If Ocasio-Cortez and Omar were truly speaking on behalf of Arab interests, you might expect to hear some of those Arab interests echo their sentiments. But the region’s Arab states have long since moved on. The Abraham Accords definitively decoupled the Sunni Arab states’ geopolitics from Palestinian affairs; they have moved with stunning alacrity to normalize relations with Jerusalem without a resolution to the Palestinian conflict. The usual dogs that are not barking in Riyadh, Abu Dhabi, Rabat, Khartoum, and Amman should communicate to these progressives that they’re speaking only for themselves.

It isn’t so much the Arab world but an undiscriminating popular-front mentality that seems to animate much of the activist class’s obsessions. “As someone who has been brutalized by police, I continue to stand in strong solidarity with Palestinians rising up against military, police, and state violence,” Rep.

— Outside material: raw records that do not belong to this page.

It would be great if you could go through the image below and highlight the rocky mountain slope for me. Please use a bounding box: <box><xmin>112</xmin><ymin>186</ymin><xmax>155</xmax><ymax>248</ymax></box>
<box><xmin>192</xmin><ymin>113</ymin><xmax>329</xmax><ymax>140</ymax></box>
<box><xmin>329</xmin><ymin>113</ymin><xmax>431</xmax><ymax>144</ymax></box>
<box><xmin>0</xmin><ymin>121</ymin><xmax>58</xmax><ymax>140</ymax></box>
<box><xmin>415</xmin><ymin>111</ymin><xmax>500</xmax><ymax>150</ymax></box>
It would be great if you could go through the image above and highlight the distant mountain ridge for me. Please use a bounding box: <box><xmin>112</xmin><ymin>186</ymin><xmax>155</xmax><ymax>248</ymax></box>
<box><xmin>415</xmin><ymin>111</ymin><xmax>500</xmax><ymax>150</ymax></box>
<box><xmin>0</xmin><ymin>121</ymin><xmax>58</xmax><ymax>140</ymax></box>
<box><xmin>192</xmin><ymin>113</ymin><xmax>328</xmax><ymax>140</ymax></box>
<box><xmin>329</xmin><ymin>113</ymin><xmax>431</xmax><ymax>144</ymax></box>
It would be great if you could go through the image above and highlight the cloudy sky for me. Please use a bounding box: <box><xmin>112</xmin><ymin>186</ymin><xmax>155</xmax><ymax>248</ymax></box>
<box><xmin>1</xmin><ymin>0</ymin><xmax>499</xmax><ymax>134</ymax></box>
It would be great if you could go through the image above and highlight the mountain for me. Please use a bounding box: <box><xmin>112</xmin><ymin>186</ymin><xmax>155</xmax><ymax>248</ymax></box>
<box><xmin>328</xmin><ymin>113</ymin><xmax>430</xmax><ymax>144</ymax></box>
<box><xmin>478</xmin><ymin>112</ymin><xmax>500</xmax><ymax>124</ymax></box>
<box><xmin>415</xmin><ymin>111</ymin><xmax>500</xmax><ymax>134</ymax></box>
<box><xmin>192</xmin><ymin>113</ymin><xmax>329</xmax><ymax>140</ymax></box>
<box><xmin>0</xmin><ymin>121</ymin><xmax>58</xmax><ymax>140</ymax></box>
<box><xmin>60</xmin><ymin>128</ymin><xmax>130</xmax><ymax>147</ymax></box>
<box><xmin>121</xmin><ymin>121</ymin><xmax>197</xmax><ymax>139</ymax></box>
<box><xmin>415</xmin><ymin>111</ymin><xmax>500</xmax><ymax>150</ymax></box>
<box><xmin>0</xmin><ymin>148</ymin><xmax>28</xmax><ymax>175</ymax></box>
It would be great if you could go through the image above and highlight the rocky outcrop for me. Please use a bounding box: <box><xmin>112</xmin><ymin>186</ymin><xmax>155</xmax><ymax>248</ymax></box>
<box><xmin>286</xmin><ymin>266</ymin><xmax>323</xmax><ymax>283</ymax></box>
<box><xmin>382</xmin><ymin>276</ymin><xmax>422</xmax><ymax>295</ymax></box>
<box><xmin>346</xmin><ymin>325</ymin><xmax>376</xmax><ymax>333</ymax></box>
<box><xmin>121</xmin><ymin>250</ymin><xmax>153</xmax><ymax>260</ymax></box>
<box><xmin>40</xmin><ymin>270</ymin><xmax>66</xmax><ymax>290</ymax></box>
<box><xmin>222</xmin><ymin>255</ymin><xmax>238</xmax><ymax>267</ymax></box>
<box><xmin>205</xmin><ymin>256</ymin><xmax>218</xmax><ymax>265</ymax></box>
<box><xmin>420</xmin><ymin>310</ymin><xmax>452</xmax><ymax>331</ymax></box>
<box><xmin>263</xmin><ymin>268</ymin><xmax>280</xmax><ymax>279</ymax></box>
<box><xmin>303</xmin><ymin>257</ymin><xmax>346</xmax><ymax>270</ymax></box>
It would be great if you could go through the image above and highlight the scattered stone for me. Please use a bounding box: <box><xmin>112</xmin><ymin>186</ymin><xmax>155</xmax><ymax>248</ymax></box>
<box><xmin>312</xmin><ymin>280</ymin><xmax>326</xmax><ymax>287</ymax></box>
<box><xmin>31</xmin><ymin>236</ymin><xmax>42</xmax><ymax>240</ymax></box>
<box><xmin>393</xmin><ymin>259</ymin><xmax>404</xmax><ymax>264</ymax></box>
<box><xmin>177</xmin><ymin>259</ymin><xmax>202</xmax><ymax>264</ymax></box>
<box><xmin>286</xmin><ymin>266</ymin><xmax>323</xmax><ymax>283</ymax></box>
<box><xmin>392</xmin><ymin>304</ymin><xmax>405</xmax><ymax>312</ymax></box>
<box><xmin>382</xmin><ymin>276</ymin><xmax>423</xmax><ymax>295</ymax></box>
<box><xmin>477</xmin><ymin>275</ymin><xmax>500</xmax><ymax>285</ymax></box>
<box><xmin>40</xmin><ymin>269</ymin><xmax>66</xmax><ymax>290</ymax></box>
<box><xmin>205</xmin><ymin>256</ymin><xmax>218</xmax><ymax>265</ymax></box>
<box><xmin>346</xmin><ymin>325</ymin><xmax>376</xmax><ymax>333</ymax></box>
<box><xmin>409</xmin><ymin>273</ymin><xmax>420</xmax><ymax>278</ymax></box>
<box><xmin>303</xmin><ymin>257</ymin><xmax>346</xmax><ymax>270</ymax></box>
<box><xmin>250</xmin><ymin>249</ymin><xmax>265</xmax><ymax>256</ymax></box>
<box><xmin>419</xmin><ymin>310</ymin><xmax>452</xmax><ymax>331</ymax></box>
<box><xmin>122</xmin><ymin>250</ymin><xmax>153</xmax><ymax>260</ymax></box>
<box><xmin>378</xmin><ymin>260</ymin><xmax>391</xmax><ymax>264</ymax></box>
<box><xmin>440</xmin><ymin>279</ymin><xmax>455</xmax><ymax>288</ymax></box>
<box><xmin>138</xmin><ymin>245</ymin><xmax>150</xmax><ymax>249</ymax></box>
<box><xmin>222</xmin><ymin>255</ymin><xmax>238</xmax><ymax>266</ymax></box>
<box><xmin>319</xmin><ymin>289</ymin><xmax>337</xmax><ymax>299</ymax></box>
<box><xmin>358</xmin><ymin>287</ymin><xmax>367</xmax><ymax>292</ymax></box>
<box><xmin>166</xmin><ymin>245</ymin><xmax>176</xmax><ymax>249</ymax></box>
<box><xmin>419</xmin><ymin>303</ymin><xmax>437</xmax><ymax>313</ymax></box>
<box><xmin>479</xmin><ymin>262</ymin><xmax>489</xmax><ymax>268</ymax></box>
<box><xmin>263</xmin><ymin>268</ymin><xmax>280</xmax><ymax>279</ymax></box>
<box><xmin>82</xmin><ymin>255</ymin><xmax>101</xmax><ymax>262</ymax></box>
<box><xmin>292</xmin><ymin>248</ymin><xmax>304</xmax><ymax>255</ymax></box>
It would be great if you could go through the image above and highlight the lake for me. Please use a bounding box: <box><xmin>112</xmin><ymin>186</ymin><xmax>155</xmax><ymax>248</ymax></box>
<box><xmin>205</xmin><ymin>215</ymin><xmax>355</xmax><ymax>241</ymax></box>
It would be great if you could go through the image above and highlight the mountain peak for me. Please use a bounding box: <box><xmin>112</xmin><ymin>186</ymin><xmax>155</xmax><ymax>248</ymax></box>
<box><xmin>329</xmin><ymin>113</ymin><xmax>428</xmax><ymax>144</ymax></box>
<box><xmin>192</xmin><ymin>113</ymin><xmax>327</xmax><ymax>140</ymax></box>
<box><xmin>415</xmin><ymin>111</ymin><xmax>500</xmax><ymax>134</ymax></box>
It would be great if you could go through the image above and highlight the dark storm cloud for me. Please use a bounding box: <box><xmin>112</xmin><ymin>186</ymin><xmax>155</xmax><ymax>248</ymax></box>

Cori Bush insisted. “Congress must stop funding human-rights abuses by the Israeli military.” In all fairness, when it comes to public security, there aren’t many core functions of a modern state Bush doesn’t want to defund. It’s nevertheless noteworthy that the congresswoman seems incapable of distinguishing between non-lethal crowd-control tactics and the riotous crowd operating from within religious sites those forces were seeking to calm.

The high priest of American socialism, Sen. Bernie Sanders, has also resorted to a noxious moral equivalence: “Once again, we are seeing how the irresponsible actions of government-allied right-wing extremists in Jerusalem can escalate quickly into devastating war,” he wrote. The notion that Israel’s government actually wants Israelis to die in a deadly rocket barrage is particularly craven. It’s an ugly presumption that colors coverage of the conflict in even mainstream media outlets.

Astonishingly, the New York Times reported, the bloodletting has “nevertheless bolstered” both Hamas and Israeli Prime Minister Benjamin Netanyahu. After all, “the distraction of the war, and the divisions it creates between the disparate opposition parties currently negotiating a coalition to topple him from power, have given him half a chance of remaining in office, just days after it seemed like he might finally be on the way out.” The insinuation that, if he did not engineer the conflict, Netanyahu surely welcomes it, is a repulsive sop to the paper’s parochial progressive readership. But at least Sanders managed to make a note of the “Israeli children” languishing in bomb shelters. His leftwing compatriots couldn’t even muster that perfunctory nod in the general direction of decency.

The world has passed these progressives by. The Arab world is not erupting over the hostile actions engineered by Hamas and its Iranian backers, whom they regard as the real threat to their security. Nor do progressive arguments about oppression and the rule of law resonate—the rule of law was suspended mid-process as an intended consequence of the insurrection in Jerusalem. What progressives are arguing is pure will to power. And if it’s a contest of power they wanted, they’re sure getting it.